The previous two sections suggest that bivariate ARR commonly used in the literature (Chang and Glover, 2010; Zalesky et al., 2014) might be susceptible to false positives. To understand why this might occur, let us consider the toy example illustrated in Figure 7. In this toy example, there are three brain regions *X*, *Y* and *Z*, whose signals follow a first order AR model (Figure 7A). With the multivariate ARR procedure, the AR parameters were estimated using the time series from all three brain regions. The estimated AR parameters (Figure 7B) were the same as the true parameters (Figure 7A). As illustrated in Figure 7B, there is no arrow directly connecting brain regions *Y* and *Z*. In other words, brain regions *Y* and *Z* only influence each other via brain region *X*.

On the other hand, the bivariate ARR procedure estimates AR parameters separately for brain regions *X* and *Y*, brain regions *X* and *Z*, and brain regions *Y* and *Z*. The estimated parameters (Figure 7C) are generally different from the true AR parameters (Figure 7A). More specifically, brain regions *Y* and *Z* exert direct inuence on each other (which is non-existent under the true model).

When generating null data using multivariate ARR, the time course at brain region *X* is generated by taking into account the inuence of both brain regions *Y* and *Z* (Figure 7B). However, in the bivariate ARR procedure, the time course at brain region *X* is generated by taking into account the inuence of only brain region *Y* (left panel of Figure 7C) or brain region *Z* (center panel of Figure 7C), but not both. Therefore bivariate ARR neglects inuence among all brain regions.

Furthermore, since bivariate ARR estimates the AR parameters for each pair of brain regions separately, any coherence among pairs of brain regions is destroyed. Consequently, the false positive situation appeared more severe when evaluating the existence of coherent brain dynamics (section 6.4) than when evaluating the existence of “dynamic” connections (section 6.3).

### 6.6. Control analyses

To ensure the results are robust to the particular choice of parameters, the sliding window size was varied from 20 frames to 100 frames, and the AR model order *p* was varied from 1 to 8. When evaluating coherence of whole brain dynamics, the number of most dynamic connections was also varied from 20 to 200. Since thresholding by DVARS might artificially exclude “real” dynamics, we also considered all the HCP subjects, rather than just the top 100 participants with least motion and DVARS. We also considered a higher resolution resting-state parcellation with 400 ROIs (Schaefer et al., 2017). None of these changes significantly affected the results.

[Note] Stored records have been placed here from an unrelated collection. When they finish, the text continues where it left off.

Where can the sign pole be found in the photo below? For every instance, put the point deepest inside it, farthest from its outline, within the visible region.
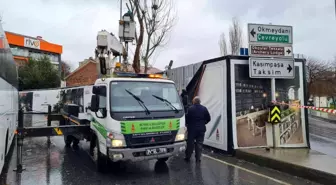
(273, 100)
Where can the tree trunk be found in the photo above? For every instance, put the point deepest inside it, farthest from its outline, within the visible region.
(147, 53)
(136, 59)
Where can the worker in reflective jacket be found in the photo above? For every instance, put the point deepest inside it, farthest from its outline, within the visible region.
(196, 119)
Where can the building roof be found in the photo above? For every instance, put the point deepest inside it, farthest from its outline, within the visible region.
(85, 63)
(33, 42)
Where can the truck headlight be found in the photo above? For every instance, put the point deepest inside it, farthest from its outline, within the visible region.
(118, 143)
(115, 140)
(181, 134)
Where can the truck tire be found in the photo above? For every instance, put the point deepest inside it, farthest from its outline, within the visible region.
(67, 140)
(99, 158)
(163, 159)
(75, 142)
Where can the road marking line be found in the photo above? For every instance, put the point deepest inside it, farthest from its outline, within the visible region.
(58, 131)
(247, 170)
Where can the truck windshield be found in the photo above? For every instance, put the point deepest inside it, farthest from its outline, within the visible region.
(154, 96)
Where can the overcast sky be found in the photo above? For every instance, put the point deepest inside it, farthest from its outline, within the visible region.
(74, 24)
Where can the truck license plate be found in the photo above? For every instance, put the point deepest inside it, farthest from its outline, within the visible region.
(156, 151)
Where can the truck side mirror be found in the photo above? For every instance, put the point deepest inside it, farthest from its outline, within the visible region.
(185, 100)
(94, 107)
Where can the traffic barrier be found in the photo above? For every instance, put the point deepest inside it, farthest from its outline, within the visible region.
(331, 111)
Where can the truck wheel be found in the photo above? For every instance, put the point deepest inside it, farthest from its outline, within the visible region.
(75, 142)
(99, 158)
(67, 140)
(163, 159)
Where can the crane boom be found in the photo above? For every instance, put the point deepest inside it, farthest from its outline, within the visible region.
(107, 47)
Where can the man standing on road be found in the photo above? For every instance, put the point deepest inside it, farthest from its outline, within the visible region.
(196, 119)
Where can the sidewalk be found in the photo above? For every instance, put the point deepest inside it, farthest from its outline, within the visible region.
(305, 163)
(322, 115)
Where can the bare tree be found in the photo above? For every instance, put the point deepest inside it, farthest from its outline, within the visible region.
(136, 9)
(321, 78)
(222, 44)
(157, 18)
(235, 36)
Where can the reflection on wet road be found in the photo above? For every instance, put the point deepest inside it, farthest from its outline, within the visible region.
(322, 137)
(53, 164)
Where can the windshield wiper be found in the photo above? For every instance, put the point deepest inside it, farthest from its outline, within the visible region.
(167, 103)
(141, 103)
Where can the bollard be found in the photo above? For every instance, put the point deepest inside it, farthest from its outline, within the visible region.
(49, 122)
(49, 113)
(19, 144)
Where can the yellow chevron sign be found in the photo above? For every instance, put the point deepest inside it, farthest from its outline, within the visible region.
(275, 114)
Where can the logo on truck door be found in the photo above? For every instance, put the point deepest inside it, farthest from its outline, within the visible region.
(138, 127)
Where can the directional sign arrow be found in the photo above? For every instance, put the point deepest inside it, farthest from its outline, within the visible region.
(275, 109)
(276, 118)
(289, 68)
(253, 32)
(288, 51)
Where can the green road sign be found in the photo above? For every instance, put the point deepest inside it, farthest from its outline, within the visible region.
(268, 33)
(273, 38)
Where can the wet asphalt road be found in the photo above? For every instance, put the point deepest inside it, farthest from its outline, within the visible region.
(322, 137)
(54, 164)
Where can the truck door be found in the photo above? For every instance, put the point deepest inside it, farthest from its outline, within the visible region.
(102, 113)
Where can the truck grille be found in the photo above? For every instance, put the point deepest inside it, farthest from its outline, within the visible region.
(150, 141)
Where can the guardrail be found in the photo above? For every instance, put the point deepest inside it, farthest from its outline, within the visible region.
(60, 130)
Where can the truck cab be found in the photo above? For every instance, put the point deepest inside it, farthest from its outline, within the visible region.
(136, 117)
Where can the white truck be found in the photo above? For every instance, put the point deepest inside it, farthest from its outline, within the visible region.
(133, 117)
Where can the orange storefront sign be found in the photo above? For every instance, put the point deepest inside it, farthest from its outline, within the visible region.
(20, 40)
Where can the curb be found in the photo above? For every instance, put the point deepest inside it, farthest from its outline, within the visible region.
(323, 119)
(289, 168)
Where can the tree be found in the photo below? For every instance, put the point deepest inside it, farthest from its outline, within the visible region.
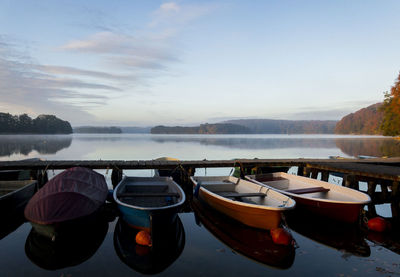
(391, 111)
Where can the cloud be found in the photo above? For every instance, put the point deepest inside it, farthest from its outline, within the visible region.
(129, 59)
(27, 87)
(172, 14)
(152, 48)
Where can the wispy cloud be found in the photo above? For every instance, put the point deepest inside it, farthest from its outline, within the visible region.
(25, 85)
(129, 59)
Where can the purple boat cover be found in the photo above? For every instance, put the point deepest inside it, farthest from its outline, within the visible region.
(74, 193)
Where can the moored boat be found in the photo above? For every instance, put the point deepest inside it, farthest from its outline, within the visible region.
(145, 201)
(71, 197)
(249, 203)
(252, 243)
(319, 197)
(69, 250)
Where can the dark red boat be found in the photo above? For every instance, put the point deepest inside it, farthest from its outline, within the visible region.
(74, 195)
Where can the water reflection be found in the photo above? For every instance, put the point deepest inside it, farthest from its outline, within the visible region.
(10, 225)
(254, 244)
(370, 147)
(25, 144)
(389, 239)
(347, 238)
(167, 245)
(251, 142)
(352, 146)
(70, 250)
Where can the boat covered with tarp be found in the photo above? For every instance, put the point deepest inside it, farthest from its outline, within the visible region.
(73, 195)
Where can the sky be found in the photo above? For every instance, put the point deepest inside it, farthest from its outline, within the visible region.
(146, 63)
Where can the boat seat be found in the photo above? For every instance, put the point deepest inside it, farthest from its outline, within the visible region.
(147, 194)
(240, 195)
(223, 182)
(307, 190)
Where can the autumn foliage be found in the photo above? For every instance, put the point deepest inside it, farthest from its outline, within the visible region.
(391, 111)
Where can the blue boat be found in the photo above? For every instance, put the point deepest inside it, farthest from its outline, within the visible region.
(147, 201)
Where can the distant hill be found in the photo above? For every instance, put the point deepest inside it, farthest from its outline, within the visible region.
(23, 124)
(366, 121)
(219, 128)
(271, 126)
(97, 130)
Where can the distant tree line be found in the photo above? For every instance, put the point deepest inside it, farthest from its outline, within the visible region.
(97, 130)
(23, 124)
(366, 121)
(378, 119)
(391, 111)
(218, 128)
(273, 126)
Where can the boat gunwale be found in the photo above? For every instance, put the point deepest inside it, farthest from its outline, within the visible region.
(119, 202)
(314, 199)
(248, 205)
(29, 184)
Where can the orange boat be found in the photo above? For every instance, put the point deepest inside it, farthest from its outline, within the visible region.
(249, 203)
(251, 243)
(319, 197)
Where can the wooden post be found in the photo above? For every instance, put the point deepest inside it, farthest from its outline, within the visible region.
(395, 207)
(306, 171)
(41, 177)
(325, 176)
(181, 176)
(371, 189)
(385, 192)
(314, 173)
(395, 191)
(371, 210)
(116, 176)
(350, 181)
(300, 171)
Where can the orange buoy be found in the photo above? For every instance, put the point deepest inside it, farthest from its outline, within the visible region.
(377, 224)
(143, 238)
(142, 250)
(281, 236)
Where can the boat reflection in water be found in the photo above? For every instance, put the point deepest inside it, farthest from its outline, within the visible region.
(167, 245)
(390, 239)
(71, 249)
(347, 238)
(255, 244)
(10, 225)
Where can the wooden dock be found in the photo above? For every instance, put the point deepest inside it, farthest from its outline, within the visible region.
(382, 171)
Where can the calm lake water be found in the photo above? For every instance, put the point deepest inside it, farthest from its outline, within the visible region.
(209, 245)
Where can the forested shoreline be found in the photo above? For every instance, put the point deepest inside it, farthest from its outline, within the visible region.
(23, 124)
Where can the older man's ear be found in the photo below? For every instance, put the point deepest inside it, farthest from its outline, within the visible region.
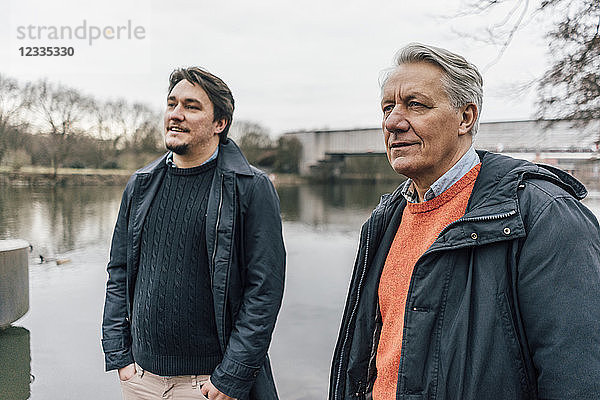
(469, 114)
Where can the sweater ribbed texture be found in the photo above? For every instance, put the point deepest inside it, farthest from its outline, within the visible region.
(173, 325)
(420, 226)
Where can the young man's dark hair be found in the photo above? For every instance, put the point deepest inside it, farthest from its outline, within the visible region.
(218, 92)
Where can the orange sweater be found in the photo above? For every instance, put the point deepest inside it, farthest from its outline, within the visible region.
(420, 226)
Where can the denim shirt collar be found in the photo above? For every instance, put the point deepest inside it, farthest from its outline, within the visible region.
(469, 160)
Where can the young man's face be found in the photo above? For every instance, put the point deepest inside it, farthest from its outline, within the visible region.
(421, 128)
(189, 125)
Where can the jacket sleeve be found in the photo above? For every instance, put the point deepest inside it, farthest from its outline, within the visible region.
(559, 298)
(262, 295)
(116, 334)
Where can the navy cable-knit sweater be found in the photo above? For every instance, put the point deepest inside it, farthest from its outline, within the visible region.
(173, 324)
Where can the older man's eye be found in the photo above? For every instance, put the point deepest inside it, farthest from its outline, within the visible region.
(416, 104)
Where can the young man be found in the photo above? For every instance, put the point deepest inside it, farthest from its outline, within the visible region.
(196, 269)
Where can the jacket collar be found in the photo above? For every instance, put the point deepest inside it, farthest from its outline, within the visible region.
(230, 159)
(500, 176)
(493, 211)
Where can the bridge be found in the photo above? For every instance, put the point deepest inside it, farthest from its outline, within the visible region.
(562, 142)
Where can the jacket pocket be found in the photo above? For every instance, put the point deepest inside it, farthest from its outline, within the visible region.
(512, 341)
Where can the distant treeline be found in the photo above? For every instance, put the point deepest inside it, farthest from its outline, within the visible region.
(48, 124)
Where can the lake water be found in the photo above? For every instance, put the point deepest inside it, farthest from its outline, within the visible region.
(54, 351)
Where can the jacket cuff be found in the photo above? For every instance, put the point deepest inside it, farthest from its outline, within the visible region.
(118, 359)
(117, 353)
(234, 378)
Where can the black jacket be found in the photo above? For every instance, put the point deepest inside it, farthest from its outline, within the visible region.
(247, 266)
(505, 304)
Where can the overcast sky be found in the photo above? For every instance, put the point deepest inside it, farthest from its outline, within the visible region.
(290, 64)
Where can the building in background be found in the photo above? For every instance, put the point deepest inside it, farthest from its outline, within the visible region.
(349, 154)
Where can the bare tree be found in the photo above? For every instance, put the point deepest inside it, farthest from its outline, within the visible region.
(62, 112)
(570, 87)
(13, 103)
(254, 141)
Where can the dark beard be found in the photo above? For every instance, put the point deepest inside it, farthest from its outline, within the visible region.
(181, 149)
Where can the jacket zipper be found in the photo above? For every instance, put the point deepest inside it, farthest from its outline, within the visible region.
(493, 217)
(216, 230)
(480, 219)
(354, 308)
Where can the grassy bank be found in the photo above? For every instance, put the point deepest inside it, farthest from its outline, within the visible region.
(44, 176)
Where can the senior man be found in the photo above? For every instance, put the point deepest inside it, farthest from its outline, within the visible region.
(479, 277)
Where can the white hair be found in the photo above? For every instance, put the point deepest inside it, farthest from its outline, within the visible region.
(461, 79)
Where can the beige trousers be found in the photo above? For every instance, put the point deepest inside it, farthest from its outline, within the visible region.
(145, 385)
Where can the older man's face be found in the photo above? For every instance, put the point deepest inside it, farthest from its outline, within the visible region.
(420, 126)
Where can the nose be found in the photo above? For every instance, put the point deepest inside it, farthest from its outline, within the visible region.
(396, 121)
(176, 113)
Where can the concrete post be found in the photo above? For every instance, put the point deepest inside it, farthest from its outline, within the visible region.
(14, 280)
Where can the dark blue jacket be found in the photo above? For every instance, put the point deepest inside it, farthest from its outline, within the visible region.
(247, 267)
(505, 304)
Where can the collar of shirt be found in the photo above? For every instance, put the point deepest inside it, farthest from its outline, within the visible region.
(171, 163)
(453, 175)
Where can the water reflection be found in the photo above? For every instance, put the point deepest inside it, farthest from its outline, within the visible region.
(57, 220)
(330, 206)
(15, 360)
(321, 227)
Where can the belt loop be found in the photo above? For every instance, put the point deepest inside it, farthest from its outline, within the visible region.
(139, 370)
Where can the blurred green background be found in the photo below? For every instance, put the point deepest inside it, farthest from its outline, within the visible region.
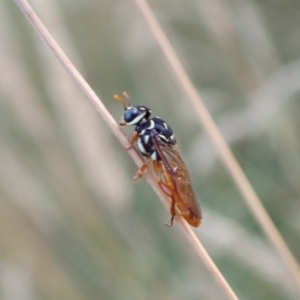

Surprisingly, AR models of orders ranging from 1 to 8 explained similar variations in SWC fluctuations (Figure S3). However, AR model of order 0 (i.e., only preserving *R*_{0} or static FC) could not explain SWC fluctuations (Figure S3). Since our results might be sensitive to the choice of test statistic, the nonlinear statistic utilized in Zalesky et al. (2014) was also considered. We found that it was even more difficult to reject the null hypothesis using this nonlinear statistic.

The ICA-FIX fMRI data utilized in this work have been processed with a very weak highpass filter (2000s cut-off; Smith et al., 2013a). Additional highpass (0.0167Hz) filtering has been recommended to remove aliasing artifacts introduced by the SWC windowing procedure (Leonardi and Van De Ville, 2015). We found that the additional highpass filtering decreased the amplitude of the SWC fluctuations of both the original and surrogate data (Figure S4). Given that the windowing artifacts should also appear in the surrogate data, it is not obvious that applying highpass filtering would necessarily weaken statistical significance. However, in practice, highpass filtering did result in weaker statistical significance (Figure S4).

For completeness, we also applied bandpass filtering (0.01− 0.1Hz) to the data. Like highpass filtering, bandpass filtering decreased the amplitude of SWC fluctuations and weakened the statistical significance (Figure S4).

Finally, some authors have suggested that regressing mean grayordinate signal (akin to global signal regression) in addition to ICA-FIX might be necessary to remove global noise artifacts (Burgess et al., 2016; Siegel et al., 2016). When mean grayordinate signal was regressed, the SWC fluctuations were less statistically significant. For example, when evaluating the existence of coherent brain dynamics, the null hypothesis was not rejected for all 100 participants (Figure S4).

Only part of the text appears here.